At the beginning of her first quarter at UC Santa Cruz, freshman biology student Kimberly Davis collected some soil from the forest floor near Thimann Labs. She then isolated a bacterial virus from the soil, took pictures of it with an electron microscope, extracted the virus's DNA, sent it off for sequencing by the national laboratories' Joint Genome Institute, and is now analyzing the DNA sequence and studying the virus's genes.
It's all part of the Phage Genomics Lab course, in which a select group of students get to dive straight into research, while also taking the usual introductory biology lectures. Davis and her 13 classmates are making real contributions to scientific understanding of the genetic diversity of bacterial viruses (also known as bacteriophages or phages). Ultimately, they plan to publish their findings in a scientific journal.
"It's a really innovative way to learn and a great introduction to science," Davis said. "This is real research, discovering things that people don't already know, and that's really cool."
Bacteriophages are viruses that infect bacteria. They are so widespread that they are thought to kill off a significant fraction of the bacteria on the planet every day, said Grant Hartzog, associate professor of molecular, cell and developmental (MCD) biology. Because of their abundance and diversity, they represent one of the largest reservoirs of genetic diversity on the planet.
"When the students isolate their own virus, they are guaranteed to find something new," Hartzog said.
Students in the class isolated phages from locations all over campus, including the Alan Chadwick Garden, the Arboretum, and the Pogonip. The phage isolated by Davis infects a benign soil bacterium (related to the tuberculosis bacterium, although it does not cause disease). She named it "Little Red Riding Hood" in recognition of its forest origins. It has a large genome for a bacteriophage, consisting of about 150,000 base pairs of DNA that encode more than 200 genes.
"It's been a lot of work. I spent a lot of my free time in the lab, but it's really fun to see the results, and knowing that we'll write a paper about it is very gratifying," Davis said. "I think most of us in the class have decided we want to continue to do scientific research."
Hartzog said the course has clearly succeeded in getting students excited and engaged in their studies. It also prepares students for research in faculty labs and provides concrete examples of many of the principles that they learn in their lecture courses.
"We want to get them involved in research as early as possible in their college careers to enrich the quality of their experience here and give them the best chance for success after they leave," Hartzog said.
The course is funded for three years by the Howard Hughes Medical Institute (HHMI), which is sponsoring similar lab courses at 12 institutions around the country as part of the Science Education Alliance. At UCSC, Hartzog teaches the lab together with Manuel Ares, professor of MCD biology.
"It's a problem-solving class. They have a task to do and they learn by doing," Ares said.
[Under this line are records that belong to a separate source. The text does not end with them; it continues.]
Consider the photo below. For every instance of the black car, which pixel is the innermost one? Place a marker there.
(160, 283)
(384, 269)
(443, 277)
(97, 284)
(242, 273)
Ares and Hartzog selected the students for the class after inviting applications from incoming freshmen with strong backgrounds in high school biology.
"When you have a curriculum that's designed to serve a very heterogeneous mix of students, the more accomplished students can end up feeling neglected. We have to work harder to keep those students engaged," Ares said. "The way most practicing scientists know facts is by the experiments that prove them, and this course provides an experimental context that is absent from most lecture classes."
The HHMI funding paid for the sequencing of only one phage genome, so Davis was thrilled when hers was chosen. Hartzog subsequently obtained a grant from the California Institute for Quantitative Biosciences (QB3) that paid for the sequencing of all the other phages isolated by the class.
Ares has created a web-based Phage Genome Browser that the students use to analyze the viral DNA sequences. The browser, which provides a variety of tools for studying genome sequences, is based on the widely used UCSC Genome Browser created and maintained by researchers at the Center for Biomolecular Science and Engineering.
"We've learned a lot about sequencing and sequence analysis. It takes awhile to realize how much information there is in the browser," said student Jessica Ruby.
Ares and Hartzog plan to build on their experiences with this course to provide similar opportunities for a larger number of students and faculty.
"The lab may eventually evolve into a series of one-quarter courses that would involve more students," Hartzog said. "We can also create other courses, such as a bioinformatics course that would focus on analyzing the novel sequence data we are acquiring. The idea is to use this as a catalyst to create other fun and interesting teaching and learning opportunities on campus."